I have no economic data to support a reason to buy other than Bernanke is printing a few billion dollars a day and he will probably send the DOW to 36k based on that alone.

buzzsaw99's picture

I agree, they aren't letting the sheep out at decent prices out of the goodness of their hearts. they plan to steal it back with interest from the big pension funds via a rigged market.

Squid Vicious's picture

I think this means more muppet cash on the sidelines... incredibly bullish!

Conman's picture

Yup as soon as volume picks up (muppets piling in at the top), market will drop as wall street unloads onto them. This is what we call "restoring faith in the market" thanks bernanke.

Northeaster's picture

If there are more people like myself, you are spot on, all cash, with a small PM physical holding position.

I don't understand, especially in light of recent court decisions, of how anyone trusts putting their money into the hands of others, knowing you may never get a penny of it back, never mind a return.

tiwimon's picture

"I don't understand, especially in light of recent court decisions, of how anyone trusts putting their money into the hands of others, knowing you may never get a penny of it back, never mind a return."

Complaceny and stupidity are two generalities I have found for those that think they can leave their money on someone else's table - complacent because they think that it will never happen to little ole them, and stupid in trusting that they will be covered if it does

Would you lay a $100 dollar bill with your name on it on a table and walk away and expect it to be there when you return? 

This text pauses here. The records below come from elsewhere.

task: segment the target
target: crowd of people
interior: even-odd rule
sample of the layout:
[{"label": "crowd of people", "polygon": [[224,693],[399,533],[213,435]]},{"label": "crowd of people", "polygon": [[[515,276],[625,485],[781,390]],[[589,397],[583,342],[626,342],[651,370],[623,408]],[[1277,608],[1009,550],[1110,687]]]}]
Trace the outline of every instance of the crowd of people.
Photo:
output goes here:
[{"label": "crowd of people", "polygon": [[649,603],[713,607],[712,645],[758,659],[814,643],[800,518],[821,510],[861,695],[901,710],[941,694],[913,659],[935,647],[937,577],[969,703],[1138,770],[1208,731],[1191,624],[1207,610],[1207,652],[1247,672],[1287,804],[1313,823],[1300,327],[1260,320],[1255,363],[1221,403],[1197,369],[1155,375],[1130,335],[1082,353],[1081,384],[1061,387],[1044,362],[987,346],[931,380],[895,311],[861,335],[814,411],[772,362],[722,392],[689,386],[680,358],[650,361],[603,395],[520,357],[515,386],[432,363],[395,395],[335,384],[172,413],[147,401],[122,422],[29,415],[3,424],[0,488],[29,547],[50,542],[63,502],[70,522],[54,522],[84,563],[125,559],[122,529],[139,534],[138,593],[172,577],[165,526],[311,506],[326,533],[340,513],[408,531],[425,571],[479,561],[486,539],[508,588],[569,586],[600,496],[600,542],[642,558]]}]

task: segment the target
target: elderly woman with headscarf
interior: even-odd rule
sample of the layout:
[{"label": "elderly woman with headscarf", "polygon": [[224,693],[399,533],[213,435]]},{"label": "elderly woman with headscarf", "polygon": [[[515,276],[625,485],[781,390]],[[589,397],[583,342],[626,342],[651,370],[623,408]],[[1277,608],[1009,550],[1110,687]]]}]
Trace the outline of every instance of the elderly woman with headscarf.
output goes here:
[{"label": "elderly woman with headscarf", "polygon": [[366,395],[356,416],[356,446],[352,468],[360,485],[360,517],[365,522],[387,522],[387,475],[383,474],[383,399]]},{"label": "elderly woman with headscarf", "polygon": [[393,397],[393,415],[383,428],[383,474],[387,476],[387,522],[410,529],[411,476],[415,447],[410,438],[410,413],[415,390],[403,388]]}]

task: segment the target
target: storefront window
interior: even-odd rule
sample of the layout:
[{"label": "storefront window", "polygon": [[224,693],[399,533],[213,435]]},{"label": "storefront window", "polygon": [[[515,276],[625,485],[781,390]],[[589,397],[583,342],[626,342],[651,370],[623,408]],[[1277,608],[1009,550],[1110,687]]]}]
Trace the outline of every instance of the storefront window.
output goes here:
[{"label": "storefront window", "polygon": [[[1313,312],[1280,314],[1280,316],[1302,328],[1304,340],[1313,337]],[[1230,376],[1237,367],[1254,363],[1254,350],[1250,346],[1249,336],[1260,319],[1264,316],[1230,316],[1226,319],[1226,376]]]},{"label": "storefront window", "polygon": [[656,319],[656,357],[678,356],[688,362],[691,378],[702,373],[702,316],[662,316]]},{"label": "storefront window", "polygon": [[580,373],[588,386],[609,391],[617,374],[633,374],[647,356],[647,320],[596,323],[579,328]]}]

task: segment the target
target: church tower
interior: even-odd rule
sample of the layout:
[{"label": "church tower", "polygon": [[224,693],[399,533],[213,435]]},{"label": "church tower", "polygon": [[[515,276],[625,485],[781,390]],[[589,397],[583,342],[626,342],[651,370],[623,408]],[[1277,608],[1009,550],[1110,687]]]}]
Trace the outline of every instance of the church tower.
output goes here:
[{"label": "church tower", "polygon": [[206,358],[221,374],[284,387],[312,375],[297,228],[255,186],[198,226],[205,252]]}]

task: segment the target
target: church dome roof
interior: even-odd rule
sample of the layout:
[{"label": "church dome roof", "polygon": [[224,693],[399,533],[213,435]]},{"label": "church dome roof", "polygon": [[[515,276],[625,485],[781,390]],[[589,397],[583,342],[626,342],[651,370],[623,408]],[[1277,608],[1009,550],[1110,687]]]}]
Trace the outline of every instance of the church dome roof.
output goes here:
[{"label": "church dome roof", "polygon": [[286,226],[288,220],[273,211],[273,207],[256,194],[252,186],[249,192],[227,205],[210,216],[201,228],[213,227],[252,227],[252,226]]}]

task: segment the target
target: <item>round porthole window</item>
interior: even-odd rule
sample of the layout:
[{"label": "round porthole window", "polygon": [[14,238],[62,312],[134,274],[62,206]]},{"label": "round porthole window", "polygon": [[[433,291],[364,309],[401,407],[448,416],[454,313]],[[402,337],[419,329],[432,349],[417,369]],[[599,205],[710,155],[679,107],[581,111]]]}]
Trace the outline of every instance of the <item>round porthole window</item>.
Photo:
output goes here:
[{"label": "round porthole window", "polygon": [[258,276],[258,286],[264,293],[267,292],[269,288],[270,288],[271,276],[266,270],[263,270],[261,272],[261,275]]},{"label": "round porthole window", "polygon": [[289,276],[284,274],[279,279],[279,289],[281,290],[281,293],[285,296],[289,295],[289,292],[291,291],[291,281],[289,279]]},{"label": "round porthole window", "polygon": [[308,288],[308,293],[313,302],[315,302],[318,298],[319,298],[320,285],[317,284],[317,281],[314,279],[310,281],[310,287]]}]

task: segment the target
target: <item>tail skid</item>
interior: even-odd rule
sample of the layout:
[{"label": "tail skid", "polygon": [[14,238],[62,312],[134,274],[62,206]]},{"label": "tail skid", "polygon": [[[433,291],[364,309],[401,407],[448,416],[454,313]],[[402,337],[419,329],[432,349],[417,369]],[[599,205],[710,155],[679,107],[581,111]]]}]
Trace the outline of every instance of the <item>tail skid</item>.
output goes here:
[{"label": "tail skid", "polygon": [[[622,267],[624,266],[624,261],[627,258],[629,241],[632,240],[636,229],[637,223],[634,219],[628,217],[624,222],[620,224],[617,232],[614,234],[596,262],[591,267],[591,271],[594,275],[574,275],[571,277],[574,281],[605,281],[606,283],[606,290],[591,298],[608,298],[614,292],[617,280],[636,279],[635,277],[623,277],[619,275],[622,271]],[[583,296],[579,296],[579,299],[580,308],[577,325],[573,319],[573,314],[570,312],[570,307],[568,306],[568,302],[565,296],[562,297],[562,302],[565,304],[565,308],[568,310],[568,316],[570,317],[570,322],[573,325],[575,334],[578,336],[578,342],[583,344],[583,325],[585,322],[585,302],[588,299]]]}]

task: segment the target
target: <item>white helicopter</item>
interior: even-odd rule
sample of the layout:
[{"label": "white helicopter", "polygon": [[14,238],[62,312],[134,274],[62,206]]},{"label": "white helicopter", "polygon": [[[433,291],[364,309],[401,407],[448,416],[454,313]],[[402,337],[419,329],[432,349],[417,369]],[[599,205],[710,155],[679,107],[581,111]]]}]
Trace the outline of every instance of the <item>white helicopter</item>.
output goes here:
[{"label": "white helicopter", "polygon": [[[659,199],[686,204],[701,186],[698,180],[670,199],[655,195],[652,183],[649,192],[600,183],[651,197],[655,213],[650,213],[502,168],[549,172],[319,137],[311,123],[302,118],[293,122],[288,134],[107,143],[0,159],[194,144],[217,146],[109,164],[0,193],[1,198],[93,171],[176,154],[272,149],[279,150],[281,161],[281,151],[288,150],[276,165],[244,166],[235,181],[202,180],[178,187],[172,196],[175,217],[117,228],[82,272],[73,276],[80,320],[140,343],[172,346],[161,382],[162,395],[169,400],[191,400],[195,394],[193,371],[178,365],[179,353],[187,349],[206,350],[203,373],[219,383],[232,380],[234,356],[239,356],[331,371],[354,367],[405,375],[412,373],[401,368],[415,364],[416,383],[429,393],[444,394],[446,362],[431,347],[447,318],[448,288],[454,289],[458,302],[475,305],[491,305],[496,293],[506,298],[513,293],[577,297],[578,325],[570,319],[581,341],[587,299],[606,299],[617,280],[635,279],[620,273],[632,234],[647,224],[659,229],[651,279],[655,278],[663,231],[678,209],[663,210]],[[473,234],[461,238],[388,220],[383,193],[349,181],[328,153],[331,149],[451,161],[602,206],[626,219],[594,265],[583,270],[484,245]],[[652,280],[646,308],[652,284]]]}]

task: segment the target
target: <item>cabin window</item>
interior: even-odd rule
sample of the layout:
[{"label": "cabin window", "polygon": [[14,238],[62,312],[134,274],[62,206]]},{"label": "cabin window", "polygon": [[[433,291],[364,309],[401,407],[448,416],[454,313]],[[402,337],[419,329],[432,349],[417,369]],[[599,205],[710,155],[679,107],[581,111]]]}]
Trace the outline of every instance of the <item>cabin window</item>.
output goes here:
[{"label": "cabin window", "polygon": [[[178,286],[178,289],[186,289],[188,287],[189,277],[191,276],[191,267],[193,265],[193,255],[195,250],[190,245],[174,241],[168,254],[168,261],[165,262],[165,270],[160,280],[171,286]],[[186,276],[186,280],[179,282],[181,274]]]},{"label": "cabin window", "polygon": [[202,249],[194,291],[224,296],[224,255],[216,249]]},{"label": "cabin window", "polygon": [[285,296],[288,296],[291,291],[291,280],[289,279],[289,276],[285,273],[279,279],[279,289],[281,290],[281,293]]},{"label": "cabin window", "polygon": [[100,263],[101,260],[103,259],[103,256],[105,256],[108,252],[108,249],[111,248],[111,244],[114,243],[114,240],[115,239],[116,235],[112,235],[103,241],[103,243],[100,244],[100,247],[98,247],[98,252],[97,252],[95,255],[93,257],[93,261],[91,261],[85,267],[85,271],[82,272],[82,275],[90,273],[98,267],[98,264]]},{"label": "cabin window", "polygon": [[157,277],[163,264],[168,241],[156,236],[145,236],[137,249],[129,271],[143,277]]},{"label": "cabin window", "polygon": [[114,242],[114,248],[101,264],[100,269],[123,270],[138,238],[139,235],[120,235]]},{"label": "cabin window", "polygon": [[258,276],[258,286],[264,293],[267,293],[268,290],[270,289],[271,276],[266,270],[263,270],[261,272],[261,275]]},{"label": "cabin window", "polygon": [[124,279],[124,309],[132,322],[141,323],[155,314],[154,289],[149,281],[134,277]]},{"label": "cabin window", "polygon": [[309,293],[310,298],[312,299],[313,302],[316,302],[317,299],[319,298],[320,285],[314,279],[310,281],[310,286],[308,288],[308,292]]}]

Hell no, now why would you leave it with any of these companies like MF, seriously, you're just asking for it to be taken


aerojet's picture

I have a 401K from a previous company I worked for and they keep sending me these inane mailings trying to get me to sign up for "professional management" of my portfolio.  Right now, it's 100% Stable Value Fund, which in past times might indicate "doesn't know what he's doing" but these days, it is a shyte sight better than letting some Wall Streeter have his grimy hands on my funds and lose it even faster than throwing darts a board would have done. 

Miss Expectations's picture



Savers Flooding Stable Value Funds May Have Limited Access

“Right or wrong, there are plenty of disclosures that participants receive that nothing is guaranteed,” with stable- value funds, said Jon Upham, principal of Irvine, California- based SageView Advisory Group, a consultant to plan sponsors.

“From a practical standpoint, participants think that if they put their money in a money-market fund or a stable-value fund, they think it is guaranteed,” he said.

Everybodys All American's picture

You have to be blind to see this not effectively setting up a collapse without the Fed buying equities in some manner right here.